Combined like-for-like sales for Sainsbury’s and Argos rose 0.3 per cent, excluding fuel.
However, total Sainsbury’s sales edged up 0.1 per cent and like-for-like retail sales fell 0.5 per cent, again excluding fuel which has been bolstered by rising oil prices.
The purchase of Argos continues to flatter the figures, however, with total sales up 3.8 per cent and like-for-like performance even stronger, at 4.3 per cent.
The chief executive welcomed “good growth” from Sainsbury’s Bank, with personal loan sales performing “well”.
Why it’s interesting
Grocers are on the front line of price pressures from the fall in the pound after the EU referendum, with a large proportion of imported goods and direct exposure to the spending habits of consumers.
With inflation rising fast consumers are expected to rein in their spending, which could raise the pressure on supermarkets in what is already a fiercely competitive environment.
However, the purchase of Argos has repeated its trick from January of boosting the overall group. The catalogue retailer found itself ideally placed for the online “click and collect” model.
What Sainsbury’s said
Mike Coupe, Sainsbury’s group chief executive, said: "We are pleased with this performance and are making good progress against our key priorities.

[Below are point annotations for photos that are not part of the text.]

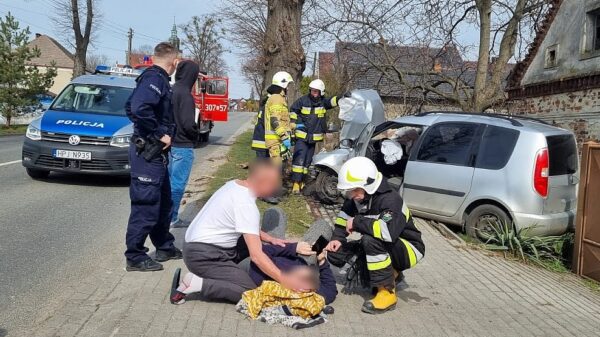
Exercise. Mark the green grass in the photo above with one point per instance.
(13, 130)
(239, 154)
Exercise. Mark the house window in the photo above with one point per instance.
(551, 56)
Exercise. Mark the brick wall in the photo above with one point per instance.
(578, 111)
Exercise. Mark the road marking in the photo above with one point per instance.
(10, 163)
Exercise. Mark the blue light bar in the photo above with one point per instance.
(101, 69)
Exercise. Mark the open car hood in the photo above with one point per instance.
(363, 108)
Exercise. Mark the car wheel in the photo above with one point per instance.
(326, 187)
(37, 174)
(482, 219)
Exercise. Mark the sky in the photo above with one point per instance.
(151, 20)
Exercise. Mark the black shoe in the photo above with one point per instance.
(146, 265)
(166, 255)
(176, 297)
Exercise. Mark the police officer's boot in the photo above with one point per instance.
(384, 300)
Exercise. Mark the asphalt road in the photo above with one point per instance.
(53, 232)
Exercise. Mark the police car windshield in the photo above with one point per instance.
(96, 99)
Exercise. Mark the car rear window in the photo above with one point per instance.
(562, 152)
(496, 147)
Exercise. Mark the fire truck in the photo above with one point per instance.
(211, 95)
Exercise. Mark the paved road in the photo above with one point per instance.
(55, 231)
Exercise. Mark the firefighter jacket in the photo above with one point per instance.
(311, 113)
(277, 120)
(258, 137)
(384, 216)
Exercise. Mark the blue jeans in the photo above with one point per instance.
(180, 167)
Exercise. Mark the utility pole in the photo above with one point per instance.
(130, 40)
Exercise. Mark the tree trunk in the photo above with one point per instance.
(484, 7)
(282, 48)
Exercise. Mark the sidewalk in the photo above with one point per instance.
(454, 291)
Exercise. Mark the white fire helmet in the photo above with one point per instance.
(282, 79)
(359, 172)
(318, 85)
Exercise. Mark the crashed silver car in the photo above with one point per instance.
(465, 169)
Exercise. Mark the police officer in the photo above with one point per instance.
(150, 110)
(390, 242)
(277, 118)
(308, 113)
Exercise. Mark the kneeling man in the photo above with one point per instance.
(390, 240)
(226, 231)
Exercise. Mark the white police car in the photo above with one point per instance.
(85, 129)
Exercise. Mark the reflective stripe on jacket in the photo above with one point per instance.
(311, 113)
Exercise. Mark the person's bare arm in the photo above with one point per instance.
(265, 264)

Customers appreciate the quality, choice and value of our differentiated food offer and our Tu clothing brand again performed ahead of the market, with sales up five per cent.

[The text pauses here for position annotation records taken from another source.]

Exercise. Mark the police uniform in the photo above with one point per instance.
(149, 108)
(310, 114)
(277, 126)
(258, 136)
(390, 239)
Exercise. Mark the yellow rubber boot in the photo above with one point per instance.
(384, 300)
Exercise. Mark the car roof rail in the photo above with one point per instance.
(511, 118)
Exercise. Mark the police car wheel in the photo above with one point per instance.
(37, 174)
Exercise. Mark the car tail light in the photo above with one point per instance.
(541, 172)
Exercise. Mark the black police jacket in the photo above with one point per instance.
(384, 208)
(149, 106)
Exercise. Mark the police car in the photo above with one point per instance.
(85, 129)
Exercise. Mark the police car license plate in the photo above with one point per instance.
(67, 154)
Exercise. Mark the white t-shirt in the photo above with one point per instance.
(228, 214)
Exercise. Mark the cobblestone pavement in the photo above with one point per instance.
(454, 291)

"Argos delivered another strong quarter of growth, with like-for-like sales up by over four per cent. We are investing in digital to deliver excellent service and availability, with enhancements to the Argos website and app. Online participation is growing, driven by mobile and Fast Track delivery and customers are responding well to new ranges.
The market remains very competitive and the impact of cost price pressures remains uncertain. However, we are well placed to navigate the external environment and remain focused on delivering our strategy.
The Argos partnership seems to have clicked, but Sainsbury’s will have to collect stronger sales growth in its core business to continue to placate investors.